My romantic ideals about marriage were crushed in my early adulthood as I received a lot of unwanted attention from married men. I would firmly turn them down and insist that they needed to not look outside of their marriage but work on it instead. “Marriage isn’t all that great. You’ll find that out after a few years of being married.” Slowly my dreams shattered. I didn’t know if I would ever find that marriage I saw in movies.
I allowed myself to be used. To go from relationship to relationship where I was never valued for who I was, only how my body made them feel. I felt worthless & full of shame. This is all that I’m good for and I’ll never be a relationship where someone valued me for me and not my body. I pulled away from relationships altogether and worked on being a better mom. I didn’t want my daughter to watch me fail at relationships and think that’s what her truth would be. Hers would be different.
I sought God, I went to groups and sought counsel. I prayed and asked for healing. I cried so many times thinking I would be alone forever but slowly I began to heal & see I was valuable. Finally, one day I told God “I’m ok with this. I’m ok with being single forever.” A peace came over me and I felt joy at coming to this resolution.

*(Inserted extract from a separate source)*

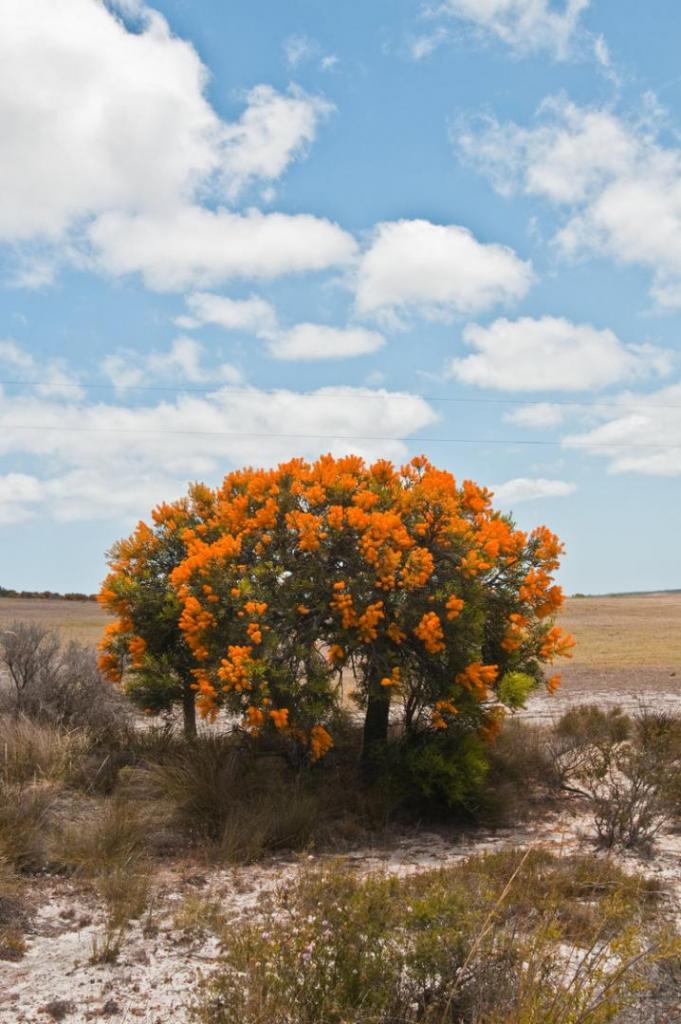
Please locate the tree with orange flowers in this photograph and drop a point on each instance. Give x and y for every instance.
(431, 600)
(145, 646)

Funny how when we think we have things figured out, God likes to throw curve balls.
That’s when I reconnected with my now husband. He was funny. He thought I was beautiful, but he also loved me. I kept waiting for him to use me (and I lashed out at him many times thinking that’s all he wanted) but he didn’t believe in superficial relationships. He believed in lasting marriages, ones that you don’t give up on because things don’t go your way. I expected a sizzling passion that would storm in & out day after day, but movies don’t show you the beauty in the mundane things in life. I wouldn’t trade them for all the passion in the world. Don’t get me wrong – there is a lot of passion there – but there is also a lot of talking, laughing and a calm trust that doesn’t go away when the passion leaves because of an argument.
It was amazing that the things I cried over, the things I shared only with God, were the very things that my faith were restored in. So, if you find yourself crying over a love lost, or a bad relationship or the feeling that you’ll always be alone, it’s only temporary.
But most importantly – you are valuable! A relationship does not define you, neither does your body. Passion is temporary but true love lasts and yet true love starts with loving yourself. Loving who you are in your skin. Know who you are & most importantly Whose you are. When you know that & love yourself first that’s when others can know how to properly love you too.